NAICU Washington Update

Education Department Proposes Expansive State Authorization Requirements For Distance Education Programs

April 11, 2014

Colleges and universities offering distance education programs would be required to secure state authorization in each state in which a participating student resides, according to a new set of proposed distance education regulations offered by the Education Department.

The new proposal was one of six subject areas taken up during a Program Integrity and Improvement Negotiated Rulemaking Committee session held March 26-28. The session also included in-depth discussion of state authorization for foreign locations of U.S. institutions, PLUS loan eligibility, debit card restrictions, the clock to credit hour conversion formula, and aid for repeated course work. [See News and Notes from Negotiated Rulemaking] Many of these issues were introduced during the first session in February.
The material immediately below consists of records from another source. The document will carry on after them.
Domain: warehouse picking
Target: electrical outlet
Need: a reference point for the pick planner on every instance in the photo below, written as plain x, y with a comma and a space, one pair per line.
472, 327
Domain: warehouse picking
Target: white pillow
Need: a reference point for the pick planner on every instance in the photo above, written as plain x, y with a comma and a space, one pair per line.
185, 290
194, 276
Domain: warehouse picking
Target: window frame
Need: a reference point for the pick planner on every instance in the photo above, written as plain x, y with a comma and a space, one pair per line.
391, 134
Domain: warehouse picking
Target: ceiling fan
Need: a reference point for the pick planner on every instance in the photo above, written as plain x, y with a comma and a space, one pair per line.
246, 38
The Education Department’s previous regulation in this area was struck down in court. The new proposal, which is described in Issue Paper #2 on the Education Department’s website, is significantly more expansive than what was previously in place. The prior regulation, two sentences long, required an institution offering distance education to “meet any state requirements for it to be legally offering postsecondary distance or correspondence education in that state.”
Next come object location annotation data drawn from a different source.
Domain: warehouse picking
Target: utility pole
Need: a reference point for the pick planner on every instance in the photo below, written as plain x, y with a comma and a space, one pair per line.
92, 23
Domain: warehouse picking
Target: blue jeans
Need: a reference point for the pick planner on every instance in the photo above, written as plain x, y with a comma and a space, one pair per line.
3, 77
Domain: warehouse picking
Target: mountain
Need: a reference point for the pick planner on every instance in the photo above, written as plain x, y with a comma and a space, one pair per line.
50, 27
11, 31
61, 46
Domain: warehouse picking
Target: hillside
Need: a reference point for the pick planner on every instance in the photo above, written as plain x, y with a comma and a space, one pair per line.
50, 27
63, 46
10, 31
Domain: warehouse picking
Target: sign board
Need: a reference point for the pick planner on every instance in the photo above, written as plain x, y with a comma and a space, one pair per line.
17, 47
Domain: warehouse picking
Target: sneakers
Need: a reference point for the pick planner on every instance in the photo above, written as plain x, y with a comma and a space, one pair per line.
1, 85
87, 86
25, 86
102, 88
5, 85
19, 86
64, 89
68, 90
The new proposal, some 11 paragraphs, requires each state to authorize “by name” all institutions that are providing distance education services to its residents and to have a process for resolving complaints about those institutions. The regulation would compel states which do not currently have an authorization process to develop a process.

The proposed regulations would permit participation in a reciprocity agreement such as the State Authorization Reciprocity Agreement (SARA) to satisfy a portion of the proposed new requirements. However, participation in such an agreement would not satisfy requirements relating to the resolution of student complaints. SARA, for example, assigns responsibility for complaint resolution to the “home state” of the institution participating in the agreement. The proposed regulation, however, would require both the institution’s home state and the student’s state of residence to be responsible for resolving any complaints.
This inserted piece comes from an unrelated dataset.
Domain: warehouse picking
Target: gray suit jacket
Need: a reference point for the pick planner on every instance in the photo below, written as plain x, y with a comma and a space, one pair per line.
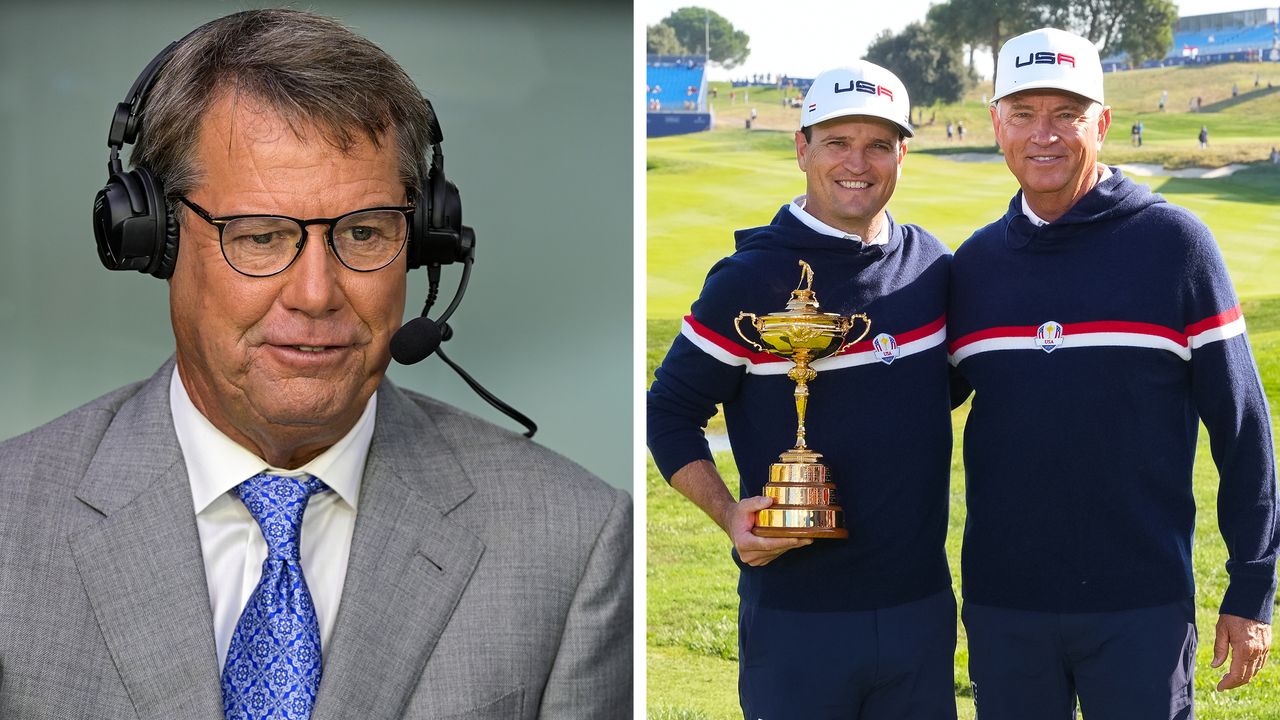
488, 577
At the March session, several negotiators cited the scope, complexity and confusing language of the proposal as significant problems. It is unclear whether or how Education Department officials will respond to these concerns.

A related proposal under discussion would require U.S. institutions operating a branch campus or additional location outside of the U.S. to be authorized by three entities: the country in which it is located, the institution’s home state, and the institution’s accreditor. An exception is made for campuses/locations on U.S. military bases, if exempted by the foreign country.

Moving forward, state authorization must include disclosure by the institution of the existence of, or plans for, a foreign branch campus/additional location. States must have the authority to deny authorization of the additional campus/location. The state also must be able to review and take timely final action on complaints about the foreign branch campus/location—including enforcement of applicable state law. In addition, students and prospective students at the foreign branch campus/additional location must be notified that they may use the complaint process in the institution’s home state to resolve disputes.

The next rulemaking session will be held April 23-25 and is intended to be the final opportunity to discuss the distance education proposals. A fourth session has been scheduled for May 19-20, primarily to discuss the PLUS Loan issue; however, other issues could be raised if time permits.